Когда мой сын Алексей учился в девятом классе, я сказал ему, что, занимайся он ежедневно на полчаса больше, получал бы пятерки, а не четверки. Он возразил: «Зачем мне это?» – и вид у него был такой, будто он наконец понял, зачем я хожу к психотерапевту. В тот раз ум Алексея напомнил мне о газонокосилке, которая имелась у нас в доме, когда я был маленький. Если хорошенько дернуть за пусковой шнур, она просыпалась и даже срезала сколько-то травинок, но затем чихала и глохла. Дергать Алексея за пусковой шнур я был волен сколько влезет, но без убедительной мотивации, какая возникает исключительно изнутри, думать мозг Алексея отказывался.

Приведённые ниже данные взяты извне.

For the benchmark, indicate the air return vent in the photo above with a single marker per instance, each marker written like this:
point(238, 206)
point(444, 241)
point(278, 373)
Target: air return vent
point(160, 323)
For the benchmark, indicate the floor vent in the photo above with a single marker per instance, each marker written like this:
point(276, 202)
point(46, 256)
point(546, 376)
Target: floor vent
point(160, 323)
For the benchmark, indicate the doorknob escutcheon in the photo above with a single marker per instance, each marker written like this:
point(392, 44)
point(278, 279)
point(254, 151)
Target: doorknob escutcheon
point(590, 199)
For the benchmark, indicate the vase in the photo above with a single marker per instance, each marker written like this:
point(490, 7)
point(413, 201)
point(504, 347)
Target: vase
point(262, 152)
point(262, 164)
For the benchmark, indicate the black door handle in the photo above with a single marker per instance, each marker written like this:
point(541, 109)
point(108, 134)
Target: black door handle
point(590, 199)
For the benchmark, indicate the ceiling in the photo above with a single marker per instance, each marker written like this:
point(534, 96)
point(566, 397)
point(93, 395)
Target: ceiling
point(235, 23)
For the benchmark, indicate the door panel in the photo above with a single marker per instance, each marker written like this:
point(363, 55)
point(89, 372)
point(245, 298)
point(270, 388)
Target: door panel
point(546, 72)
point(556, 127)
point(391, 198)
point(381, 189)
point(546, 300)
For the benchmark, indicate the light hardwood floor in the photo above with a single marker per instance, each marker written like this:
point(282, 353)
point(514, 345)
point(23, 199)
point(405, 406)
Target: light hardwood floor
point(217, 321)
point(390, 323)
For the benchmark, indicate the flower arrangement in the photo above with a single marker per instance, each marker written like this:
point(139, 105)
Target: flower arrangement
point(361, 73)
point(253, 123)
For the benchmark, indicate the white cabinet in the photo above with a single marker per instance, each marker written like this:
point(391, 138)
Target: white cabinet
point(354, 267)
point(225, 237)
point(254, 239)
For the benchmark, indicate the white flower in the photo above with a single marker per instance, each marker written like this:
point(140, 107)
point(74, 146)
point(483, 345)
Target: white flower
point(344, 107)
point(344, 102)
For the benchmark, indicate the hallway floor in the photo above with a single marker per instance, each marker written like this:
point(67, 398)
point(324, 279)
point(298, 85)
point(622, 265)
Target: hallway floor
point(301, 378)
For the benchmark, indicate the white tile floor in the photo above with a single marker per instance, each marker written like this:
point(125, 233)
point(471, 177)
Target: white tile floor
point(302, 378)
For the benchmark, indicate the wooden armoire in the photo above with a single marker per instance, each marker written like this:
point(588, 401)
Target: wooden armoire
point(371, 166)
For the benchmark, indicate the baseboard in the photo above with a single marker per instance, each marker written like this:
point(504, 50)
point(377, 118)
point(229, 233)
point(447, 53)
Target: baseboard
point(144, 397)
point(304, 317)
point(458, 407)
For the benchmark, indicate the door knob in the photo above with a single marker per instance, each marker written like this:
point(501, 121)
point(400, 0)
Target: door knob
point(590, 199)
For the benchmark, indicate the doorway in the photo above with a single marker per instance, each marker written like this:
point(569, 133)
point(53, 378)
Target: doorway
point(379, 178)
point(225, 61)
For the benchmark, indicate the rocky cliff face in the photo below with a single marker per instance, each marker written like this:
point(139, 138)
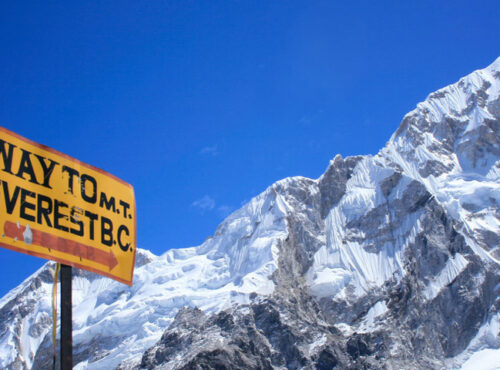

Сделать так, чтобы компьютер обрабатывал информацию, легко. Для этого его достаточно лишь включить. Но у человеческого мозга кнопка «вкл.» – внутренняя. Как раз система вознаграждения обеспечивает мотивацию, чтобы начать или продолжить мыслительную цепочку. Эта система подключает вашу систему переработки данных к школьным домашним заданиям, совершению покупок, чтению газеты или сбору головоломки. Она направляет ваш мозг к выбору, какие задачи осмыслять, и помогает определить конечную точку, к которой осмысление движется. Как сказала одна ученая-нейробиолог, «нет большей радости у меня в жизни, чем додуматься до идеи, которая хороша. В тот миг, когда она возникает у меня в голове, это приносит громадное удовлетворение, уж такое оно благодатное… Моя [система вознаграждения], надо полагать, слетает с катушек от восторга, когда это происходит»[54].
Система вознаграждения у Пэт Дарси вдохновляла ее заняться эластичным мышлением, связанным с ее художественными и творческими склонностями. Но подпитка дофамином перевело ее творчество в форсированный режим, отняв возможность остановить эту деятельность.
Из-за того, как это средство подействовало на ее поведение, врачи Дарси в конце концов уменьшили ей дозу. К сожалению, симптомы болезни Паркинсона вернулись, и Дарси перенесла операцию, в ходе которой ей в черепе просверлили маленькое отверстие и ввели туда зонд. Через зонд доставили жидкий азот и таким способом уничтожили точно определенные участки мозга. То, что так можно помочь делу, кажется контринтуитивным, поскольку болезнь происходит из-за смерти клеток, производящих дофамин. Но целью операции не было разбираться впрямую с болезнью: она устраняла симптомы, уничтожая ткань, деятельность которой в нормальном состоянии дофамин подавляет, и которая стала чрезмерно активной. В случае Дарси операция помогла обуздать симптомы болезни, а со снижением дозы лекарства художественные порывы пациентки сделались спокойнее и управляемее. «Мое увлечение вновь стало удовольствием, которое никому не мешает», – сказала она.